Investigating Performance of Multi-Threading on Zen 3 and AMD Ryzen 5000
by Dr. Ian Cutress on December 3, 2020 10:00 AM EST- Posted in
- CPUs
- AMD
- Zen 3
- X570
- Ryzen 5000
- Ryzen 9 5950X
- SMT
- Multi-Threading
CPU Performance
For simplicity, we are listing the percentage performance differentials in all of our CPU testing – the number shown is the % performance of having SMT2 enabled compared to having the setting disabled. Our benchmark suite consists of over 120 tests, full details of which can be found in our #CPUOverload article.
Here are the single threaded results.
Single Threaded Tests AMD Ryzen 9 5950X |
||
AnandTech | SMT Off Baseline |
SMT On |
y-Cruncher | 100% | 99.5% |
Dwarf Fortress | 100% | 99.9% |
Dolphin 5.0 | 100% | 99.1% |
CineBench R20 | 100% | 99.7% |
Web Tests | 100% | 99.1% |
GeekBench (4+5) | 100% | 100.8% |
SPEC2006 | 100% | 101.2% |
SPEC2017 | 100% | 99.2% |
Interestingly enough our single threaded performance was within a single percentage point across the stack (SPEC being +1.2%).
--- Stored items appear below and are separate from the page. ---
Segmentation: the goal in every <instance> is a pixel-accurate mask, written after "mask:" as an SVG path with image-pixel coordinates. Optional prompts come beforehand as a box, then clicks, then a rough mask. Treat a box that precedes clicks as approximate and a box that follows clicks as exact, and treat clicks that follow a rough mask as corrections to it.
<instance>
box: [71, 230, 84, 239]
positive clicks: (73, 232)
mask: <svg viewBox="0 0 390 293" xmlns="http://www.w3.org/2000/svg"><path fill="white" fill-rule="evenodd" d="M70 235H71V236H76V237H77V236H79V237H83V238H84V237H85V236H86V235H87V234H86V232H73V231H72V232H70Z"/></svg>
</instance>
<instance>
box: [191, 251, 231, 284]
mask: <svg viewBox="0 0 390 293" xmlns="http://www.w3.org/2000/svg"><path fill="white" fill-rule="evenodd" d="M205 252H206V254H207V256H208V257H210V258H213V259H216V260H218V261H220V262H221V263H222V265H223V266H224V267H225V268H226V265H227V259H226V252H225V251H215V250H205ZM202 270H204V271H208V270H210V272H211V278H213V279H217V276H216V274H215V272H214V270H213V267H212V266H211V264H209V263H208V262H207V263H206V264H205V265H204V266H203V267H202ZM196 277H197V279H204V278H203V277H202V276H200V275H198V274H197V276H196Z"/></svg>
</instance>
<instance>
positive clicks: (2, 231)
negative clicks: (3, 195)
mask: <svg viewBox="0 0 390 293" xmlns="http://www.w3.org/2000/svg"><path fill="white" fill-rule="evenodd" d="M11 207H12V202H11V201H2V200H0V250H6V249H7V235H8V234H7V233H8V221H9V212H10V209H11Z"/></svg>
Given that ST mode should arguably give more resources to each thread for consistency, the fact that we see no difference means that AMD’s implementation of giving a single thread access to all the resources even in SMT mode is quite good.
The multithreaded tests are a bit more diverse:
Multi-Threaded Tests AMD Ryzen 9 5950X |
||
AnandTech | SMT Off Baseline |
SMT On |
Agisoft Photoscan | 100% | 98.2% |
3D Particle Movement | 100% | 165.7% |
3DPM with AVX2 | 100% | 177.5% |
y-Cruncher | 100% | 94.5% |
NAMD AVX2 | 100% | 106.6% |
AIBench | 100% | 88.2% |
Blender | 100% | 125.1% |
Corona | 100% | 145.5% |
POV-Ray | 100% | 115.4% |
V-Ray | 100% | 126.0% |
CineBench R20 | 100% | 118.6% |
HandBrake 4K HEVC | 100% | 107.9% |
7-Zip Combined | 100% | 133.9% |
AES Crypto | 100% | 104.9% |
WinRAR | 100% | 111.9% |
GeekBench (4+5) | 100% | 109.3% |
Here we have a number of different factors affecting the results.
Starting with the two tests that scored statistically worse with SMT2 enabled: yCruncher and AIBench. Both tests are memory-bound and compute-bound in parts, where the memory bandwidth per thread can become a limiting factor in overall run-time. yCruncher is arguably a math synthetic benchmark, and AIBench is still early-beta AI workloads for Windows, so quite far away from real world use cases.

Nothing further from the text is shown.